It was a splendorous flash in time. In the blocks surrounding the famous auditorium before Janis torched, Jay Leno killed, and Ted Nugent recently showcased, music rang from every corner.

As teenagers, Sugar Pie De Santo and her cousin, Etta James, practiced duets on their porch. Dressed to kill in minks and suits, folks strutted and strolled the crowded night streets. At the jazz clubs - Billie, Ella, Trane, and Monk --- played and sang up a storm.

Like the lighted arches with hanging glass globes, melted to scrap for the 1940s War Effort, the Fillmore clubs and their exploding energy were bulldozed into oblivion. Today, jazz pours from the doors of the one remaining venue, Rasselas On Fillmore, keeping the memory alive.

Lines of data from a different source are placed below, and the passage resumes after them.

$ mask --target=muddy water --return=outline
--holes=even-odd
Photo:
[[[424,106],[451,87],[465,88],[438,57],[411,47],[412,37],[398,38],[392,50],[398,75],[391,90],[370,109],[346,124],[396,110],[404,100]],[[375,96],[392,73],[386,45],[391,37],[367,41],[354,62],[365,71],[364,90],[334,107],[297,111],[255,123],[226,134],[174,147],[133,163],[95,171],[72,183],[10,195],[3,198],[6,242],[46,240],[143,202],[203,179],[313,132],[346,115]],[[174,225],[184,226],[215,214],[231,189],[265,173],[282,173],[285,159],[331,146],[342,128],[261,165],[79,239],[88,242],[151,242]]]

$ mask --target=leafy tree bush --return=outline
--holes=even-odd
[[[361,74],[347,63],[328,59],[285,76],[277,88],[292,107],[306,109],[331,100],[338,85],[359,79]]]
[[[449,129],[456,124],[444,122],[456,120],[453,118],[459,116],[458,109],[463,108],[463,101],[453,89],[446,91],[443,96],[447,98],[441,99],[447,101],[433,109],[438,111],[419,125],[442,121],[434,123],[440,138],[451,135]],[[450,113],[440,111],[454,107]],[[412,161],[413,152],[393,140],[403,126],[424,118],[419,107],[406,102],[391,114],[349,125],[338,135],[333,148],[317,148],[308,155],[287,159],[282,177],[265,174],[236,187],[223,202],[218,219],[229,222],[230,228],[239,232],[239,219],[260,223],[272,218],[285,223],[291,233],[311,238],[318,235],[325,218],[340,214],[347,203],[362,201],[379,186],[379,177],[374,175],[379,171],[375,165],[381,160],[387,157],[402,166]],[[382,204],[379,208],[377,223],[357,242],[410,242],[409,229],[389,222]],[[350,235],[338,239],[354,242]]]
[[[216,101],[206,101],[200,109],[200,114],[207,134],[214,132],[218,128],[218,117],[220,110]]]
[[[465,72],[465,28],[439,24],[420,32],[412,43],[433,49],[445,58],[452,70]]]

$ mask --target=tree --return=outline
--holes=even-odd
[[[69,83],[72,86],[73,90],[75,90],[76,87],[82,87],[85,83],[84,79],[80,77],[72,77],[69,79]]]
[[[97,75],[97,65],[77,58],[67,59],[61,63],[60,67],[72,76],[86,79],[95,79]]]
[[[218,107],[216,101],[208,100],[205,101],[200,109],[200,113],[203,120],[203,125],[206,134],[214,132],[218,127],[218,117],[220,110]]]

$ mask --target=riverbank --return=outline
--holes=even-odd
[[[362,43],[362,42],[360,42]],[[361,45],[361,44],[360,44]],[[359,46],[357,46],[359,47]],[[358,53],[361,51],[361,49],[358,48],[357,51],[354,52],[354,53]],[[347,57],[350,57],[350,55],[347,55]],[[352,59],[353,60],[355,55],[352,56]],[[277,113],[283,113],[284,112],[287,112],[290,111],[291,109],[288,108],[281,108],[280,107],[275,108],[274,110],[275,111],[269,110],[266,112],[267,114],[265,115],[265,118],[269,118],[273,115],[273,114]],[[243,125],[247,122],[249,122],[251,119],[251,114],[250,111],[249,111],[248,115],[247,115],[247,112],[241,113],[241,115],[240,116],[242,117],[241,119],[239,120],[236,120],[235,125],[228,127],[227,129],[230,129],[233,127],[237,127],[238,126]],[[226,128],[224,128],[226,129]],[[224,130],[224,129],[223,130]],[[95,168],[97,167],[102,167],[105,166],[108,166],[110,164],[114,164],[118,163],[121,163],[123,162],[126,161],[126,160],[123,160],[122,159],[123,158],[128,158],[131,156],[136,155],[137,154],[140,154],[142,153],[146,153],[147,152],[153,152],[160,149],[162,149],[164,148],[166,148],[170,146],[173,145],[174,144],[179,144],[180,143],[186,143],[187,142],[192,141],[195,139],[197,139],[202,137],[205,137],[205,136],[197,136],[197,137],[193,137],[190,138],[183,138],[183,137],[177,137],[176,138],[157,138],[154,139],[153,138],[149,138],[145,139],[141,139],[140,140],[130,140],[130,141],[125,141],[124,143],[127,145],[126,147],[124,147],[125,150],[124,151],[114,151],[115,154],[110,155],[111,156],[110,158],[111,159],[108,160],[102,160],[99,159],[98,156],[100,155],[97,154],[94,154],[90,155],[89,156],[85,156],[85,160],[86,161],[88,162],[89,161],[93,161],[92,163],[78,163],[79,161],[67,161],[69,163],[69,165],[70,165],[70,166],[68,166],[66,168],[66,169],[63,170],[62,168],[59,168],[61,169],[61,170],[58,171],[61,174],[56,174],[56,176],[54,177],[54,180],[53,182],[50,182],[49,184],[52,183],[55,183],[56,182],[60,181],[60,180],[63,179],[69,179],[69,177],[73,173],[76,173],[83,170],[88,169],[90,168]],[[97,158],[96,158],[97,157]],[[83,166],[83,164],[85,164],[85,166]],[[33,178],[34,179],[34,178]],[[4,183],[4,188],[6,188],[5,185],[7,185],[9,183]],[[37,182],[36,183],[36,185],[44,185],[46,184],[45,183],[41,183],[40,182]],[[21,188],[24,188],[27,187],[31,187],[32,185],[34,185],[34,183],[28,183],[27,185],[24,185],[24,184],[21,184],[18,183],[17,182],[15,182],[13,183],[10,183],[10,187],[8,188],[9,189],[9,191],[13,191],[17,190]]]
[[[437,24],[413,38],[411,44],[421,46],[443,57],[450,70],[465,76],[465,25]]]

Rather than see the Victorian jewel housing Jimbo's Bop City at 1690 Post torn down to make way for the Japantown complex, activist Essie Collins petitioned the Redevelopment Agency to move the building intact around the corner to 1712 Fillmore.

There a branch of world-famous Marcus Books, devoted to African American literature, established in Oakland in 1960 by Drs. Raye and Julian Richardson, was installed in its San Francisco location.

Dr. Raye Richardson, Chair of the San Francisco State Black Studies Department, and her husband, Dr. Julian Richardsom, journalism professor there, were recognized by Berkeley's Graduate Theological Union with Doctoral degrees in Humanity and Letters. Their daughter, Karen, San Francisco manager, said proudly, "Marcus Books has a good reputation because of 'Raye and Rich's' incredible integrity."

The Redevelopment Agency forced one of Julian Richardson's publishing companies and other African American businesses to relocate from Fillmore street.